C’est ce que pensent avec conviction de plus en plus d’experts du management et des rouages RH. À l’image de Patrick Storbraye, président du cabinet de conseil Flexity, fondateur du site RH info ; Pour lui, la réussite d’une entreprise se mesure davantage à l’autonomie laissée à ses collaborateurs qu’à la course effrénée au productivisme dans laquelle elle s’est lancée il y a un peu plus de trente ans.

« En réalité, l’autonomie au travail est un principe vieux comme le monde. Mais dans les années 1990, on est entré dans le culte du contrôle et de la non prise de risque pour répondre aux normes tayloriennes qui visent à maximiser la rentabilité ».
Résultat, l’autonomie des talents s’est vue bridée au profit de l’accroissement de la productivité. Jusqu’à ce que son absence trop criante ne vienne se manifester sous la forme d’une « post-crise de 2008 », portée à son paroxysme lors des vagues de suicides chez France Telecom entre 2008 et 2009.

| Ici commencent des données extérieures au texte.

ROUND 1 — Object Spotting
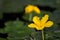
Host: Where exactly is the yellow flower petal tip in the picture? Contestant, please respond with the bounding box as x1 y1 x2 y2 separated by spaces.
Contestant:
28 14 54 30
28 23 36 28
33 6 40 14
25 4 40 14
45 21 54 27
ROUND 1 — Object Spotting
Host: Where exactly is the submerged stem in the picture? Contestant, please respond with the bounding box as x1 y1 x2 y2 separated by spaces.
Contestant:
42 30 44 40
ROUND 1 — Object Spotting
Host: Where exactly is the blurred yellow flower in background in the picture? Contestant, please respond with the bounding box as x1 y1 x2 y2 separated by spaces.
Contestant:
28 14 54 30
33 6 40 14
25 5 40 14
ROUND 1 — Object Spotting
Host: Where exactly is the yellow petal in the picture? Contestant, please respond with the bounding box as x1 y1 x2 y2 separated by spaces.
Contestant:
45 21 54 27
33 6 40 14
25 5 34 13
28 23 37 28
41 14 49 24
35 26 44 30
33 16 40 27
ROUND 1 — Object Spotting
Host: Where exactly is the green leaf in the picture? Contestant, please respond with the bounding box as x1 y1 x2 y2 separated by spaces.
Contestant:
4 19 35 40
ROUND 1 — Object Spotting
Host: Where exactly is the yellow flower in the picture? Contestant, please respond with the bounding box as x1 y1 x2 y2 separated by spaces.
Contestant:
25 5 40 14
28 14 54 30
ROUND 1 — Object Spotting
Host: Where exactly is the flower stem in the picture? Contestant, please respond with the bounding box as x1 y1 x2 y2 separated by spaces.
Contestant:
42 30 44 40
29 13 32 21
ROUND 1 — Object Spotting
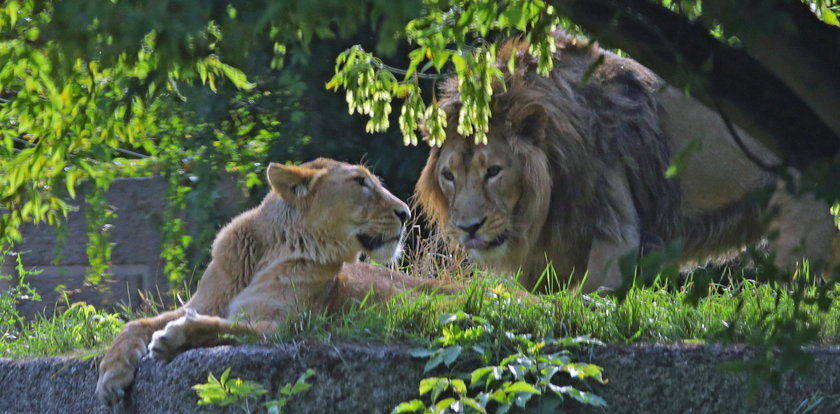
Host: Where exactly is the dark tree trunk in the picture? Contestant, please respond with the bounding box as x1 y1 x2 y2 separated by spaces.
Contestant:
551 0 840 170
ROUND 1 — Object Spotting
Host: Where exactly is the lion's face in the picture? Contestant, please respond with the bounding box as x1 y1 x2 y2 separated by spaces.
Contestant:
267 159 410 263
427 134 531 261
416 104 554 268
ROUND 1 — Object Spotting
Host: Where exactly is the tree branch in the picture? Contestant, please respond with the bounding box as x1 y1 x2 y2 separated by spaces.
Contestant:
703 0 840 138
551 0 840 170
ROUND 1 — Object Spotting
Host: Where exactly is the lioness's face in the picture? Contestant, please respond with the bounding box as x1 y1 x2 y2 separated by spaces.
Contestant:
433 136 525 259
267 159 410 263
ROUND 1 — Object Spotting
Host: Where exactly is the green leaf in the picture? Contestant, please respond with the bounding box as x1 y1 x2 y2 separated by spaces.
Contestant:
451 53 467 74
504 381 540 395
553 386 607 407
564 363 604 381
821 6 839 26
392 399 427 413
405 47 427 79
431 379 450 403
65 171 78 198
434 398 457 413
442 346 462 367
290 380 312 395
7 1 20 26
450 379 467 394
193 371 231 406
279 368 315 395
411 348 435 358
470 366 498 388
424 352 445 373
431 50 452 71
420 377 444 396
460 397 486 413
438 313 461 325
265 399 287 414
315 25 335 39
513 391 532 408
508 364 527 381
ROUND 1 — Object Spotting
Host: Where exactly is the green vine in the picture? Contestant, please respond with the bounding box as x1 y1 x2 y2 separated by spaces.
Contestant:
160 172 192 287
83 184 116 286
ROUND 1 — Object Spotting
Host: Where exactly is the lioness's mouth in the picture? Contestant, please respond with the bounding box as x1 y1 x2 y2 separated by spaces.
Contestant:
357 233 401 250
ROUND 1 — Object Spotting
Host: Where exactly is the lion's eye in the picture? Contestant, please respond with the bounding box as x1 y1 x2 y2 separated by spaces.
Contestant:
486 166 502 179
354 176 369 188
441 170 455 182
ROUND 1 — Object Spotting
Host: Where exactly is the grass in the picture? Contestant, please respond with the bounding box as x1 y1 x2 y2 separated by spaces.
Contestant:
3 261 838 412
0 300 124 359
3 261 840 359
262 271 840 347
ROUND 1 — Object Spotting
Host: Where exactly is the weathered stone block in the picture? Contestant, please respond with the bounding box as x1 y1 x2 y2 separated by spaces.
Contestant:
1 344 839 413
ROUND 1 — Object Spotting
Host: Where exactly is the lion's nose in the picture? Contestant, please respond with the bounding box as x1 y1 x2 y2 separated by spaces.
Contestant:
456 217 486 236
394 207 411 224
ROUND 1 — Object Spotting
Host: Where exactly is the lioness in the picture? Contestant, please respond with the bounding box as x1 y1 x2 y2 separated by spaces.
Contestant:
97 158 445 405
416 33 837 292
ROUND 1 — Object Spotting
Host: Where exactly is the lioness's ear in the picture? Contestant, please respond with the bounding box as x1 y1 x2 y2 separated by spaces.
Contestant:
266 163 326 202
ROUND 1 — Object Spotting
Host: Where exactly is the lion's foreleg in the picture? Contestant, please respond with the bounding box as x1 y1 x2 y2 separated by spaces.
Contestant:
326 263 463 312
147 310 278 361
767 187 837 277
584 229 640 292
583 169 642 292
96 308 186 406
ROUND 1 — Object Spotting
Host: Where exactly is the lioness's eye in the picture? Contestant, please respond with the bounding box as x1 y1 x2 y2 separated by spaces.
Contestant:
354 176 369 188
441 170 455 181
486 166 502 179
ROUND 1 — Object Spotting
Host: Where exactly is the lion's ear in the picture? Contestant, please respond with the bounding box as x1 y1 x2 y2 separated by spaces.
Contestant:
266 163 326 203
514 104 548 143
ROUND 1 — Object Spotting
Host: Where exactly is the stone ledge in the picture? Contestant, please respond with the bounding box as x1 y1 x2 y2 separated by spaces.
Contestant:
2 343 840 413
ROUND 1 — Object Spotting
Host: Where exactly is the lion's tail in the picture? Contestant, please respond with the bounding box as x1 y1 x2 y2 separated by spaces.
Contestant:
679 195 770 262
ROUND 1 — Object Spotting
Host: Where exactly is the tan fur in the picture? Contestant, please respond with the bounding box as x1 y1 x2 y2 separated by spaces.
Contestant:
97 158 453 406
416 33 837 292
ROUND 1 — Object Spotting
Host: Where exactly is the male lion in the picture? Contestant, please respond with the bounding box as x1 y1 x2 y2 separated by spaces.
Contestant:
416 33 837 292
97 158 445 405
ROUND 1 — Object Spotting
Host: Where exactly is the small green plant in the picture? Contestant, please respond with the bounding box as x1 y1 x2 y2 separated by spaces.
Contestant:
194 367 315 414
395 310 607 413
194 367 267 412
265 369 316 414
1 299 124 358
0 251 125 358
0 251 41 342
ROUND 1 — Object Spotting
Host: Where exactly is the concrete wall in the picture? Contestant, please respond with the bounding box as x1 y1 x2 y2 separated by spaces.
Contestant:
1 177 170 318
1 343 839 413
0 175 246 319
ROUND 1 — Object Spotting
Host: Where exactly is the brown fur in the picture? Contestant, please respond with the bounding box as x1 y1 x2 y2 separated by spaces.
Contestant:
416 33 837 292
97 158 455 406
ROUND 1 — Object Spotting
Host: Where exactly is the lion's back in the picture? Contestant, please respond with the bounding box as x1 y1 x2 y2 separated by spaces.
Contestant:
186 204 270 315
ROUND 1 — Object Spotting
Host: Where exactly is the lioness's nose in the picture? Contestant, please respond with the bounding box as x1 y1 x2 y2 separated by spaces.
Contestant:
457 217 486 235
394 207 411 224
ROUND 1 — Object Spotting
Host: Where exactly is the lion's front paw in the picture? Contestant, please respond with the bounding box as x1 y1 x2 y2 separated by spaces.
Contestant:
148 317 189 361
97 342 146 406
96 365 132 406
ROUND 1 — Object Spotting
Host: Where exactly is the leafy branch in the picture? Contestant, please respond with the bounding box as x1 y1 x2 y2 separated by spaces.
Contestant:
329 0 562 147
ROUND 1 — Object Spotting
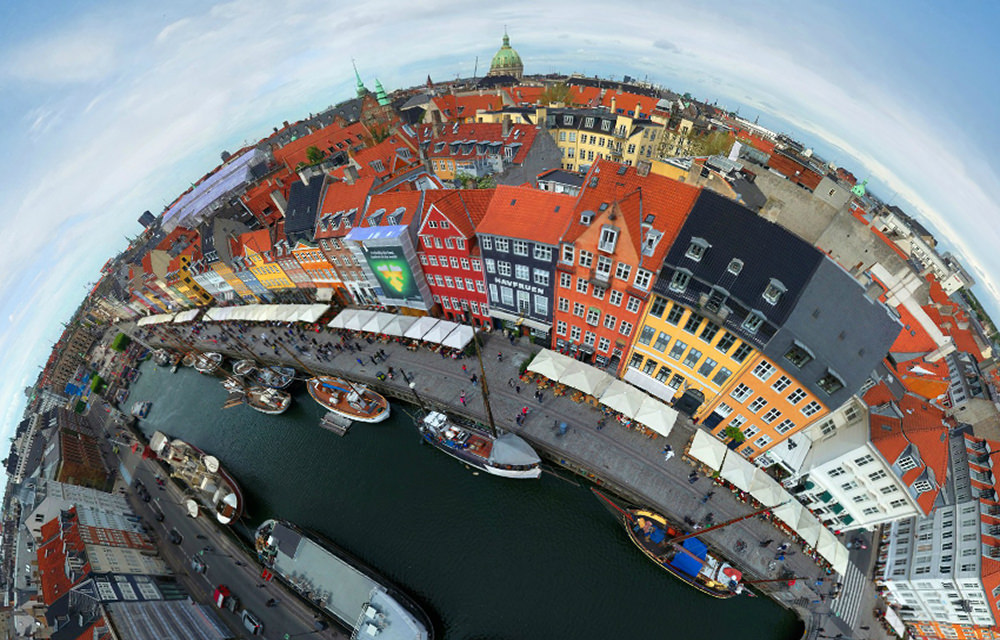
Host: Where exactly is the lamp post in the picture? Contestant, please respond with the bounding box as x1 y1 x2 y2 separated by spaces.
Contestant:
409 381 427 413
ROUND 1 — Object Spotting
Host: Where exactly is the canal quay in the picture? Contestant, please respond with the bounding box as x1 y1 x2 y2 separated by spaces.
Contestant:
118 318 878 640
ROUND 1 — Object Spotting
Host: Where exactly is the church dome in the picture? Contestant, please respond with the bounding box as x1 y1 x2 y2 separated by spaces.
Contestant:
488 32 523 79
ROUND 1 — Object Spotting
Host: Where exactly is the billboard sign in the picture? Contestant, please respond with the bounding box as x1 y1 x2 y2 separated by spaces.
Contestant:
359 244 419 301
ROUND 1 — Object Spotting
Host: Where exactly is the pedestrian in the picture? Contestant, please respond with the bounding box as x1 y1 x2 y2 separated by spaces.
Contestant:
516 414 524 426
470 374 478 385
370 355 378 364
700 491 714 504
459 391 466 406
497 352 503 362
759 539 774 547
462 364 467 373
356 358 364 366
515 385 521 394
537 391 543 404
521 406 529 416
664 449 675 462
509 333 515 345
508 378 514 388
688 472 698 484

Travail prescrit vs marge de manœuvre
La transition vers plus d'autonomie pour les équipes est difficile à mettre en œuvre. Un travail trop prescrit limite la marge de manœuvre des collaborateurs, les piégeant dans des injonctions contradictoires et générant du mal-être. La flexibilité est nécessaire pour éviter les risques psychosociaux et assurer le bon fonctionnement de l'entreprise.
La question centrale du risque
Cultiver l’autonomie dans ses équipes, c’est donc aller à l’encontre d’un héritage taylorien profondément ancré, « même si des entreprises, à l’instar de celles qui s’inscrivent dans le monde coopératif, ne l’ont jamais abandonné ».
Des structures où Patrick Storbraye a pu constater « une performance plus grande dans la durée, une motivation plus importante, reflet d’un réel engagement, et une résilience des équipes plus forte ». Des bénéfices auxquels s’ajoutent souvent des niveaux accrus d’innovation, de meilleurs rendements boursiers et un turnover inférieur de moitié. « Déléguer une zone d’autonomie à quelqu’un est un facteur déterminant pour pouvoir faire son travail autrement. Et cela repose sur un degré de confiance qui permet de contrôler les résultats », détaille encore le conférencier et Professeur Associé au CNAM.
Autrement dit, pas d’autonomie sans confiance. Et c’est souvent là que le bât blesse. Parce qu’en confiant des tâches à ses collaborateurs, le manager s’expose au risque. « Une notion qui est d’ailleurs absente aujourd’hui du discours managérial », souligne celui qui dénonce « une nette augmentation de l’aversion du risque » dans le monde de l’entreprise. « Or, si l’aversion du risque augmente, la tentation du contrôle augmente aussi ». Et comme les managers sont souvent en première ligne pour rendre des comptes, ce sont eux qui endossent toute la responsabilité « et la pression du risque que l’entreprise ne veut plus prendre, préférant la faire peser sur le bas de l’échelle », analyse Patrick Storbraye.
Comment souhaites-tu être managé ?
Pour l’expert en management, « toute entreprise qui souhaite améliorer l’autonomie de ses équipes doit donc se poser cette question du risque » et « ramener l’équilibre entre les intérêts de ses différentes parties prenantes ». Soit, ne plus répondre uniquement à la politique de rentabilité largement soutenue par le système de gouvernance. Les managers pourront alors s’atteler plus librement à cultiver l’autonomie dans leurs équipes. Une démarche difficile, puisque s’inscrivant encore à contre-courant, où leur posture est pourtant essentielle en dépit de l’absence de mode d’emploi opérationnel.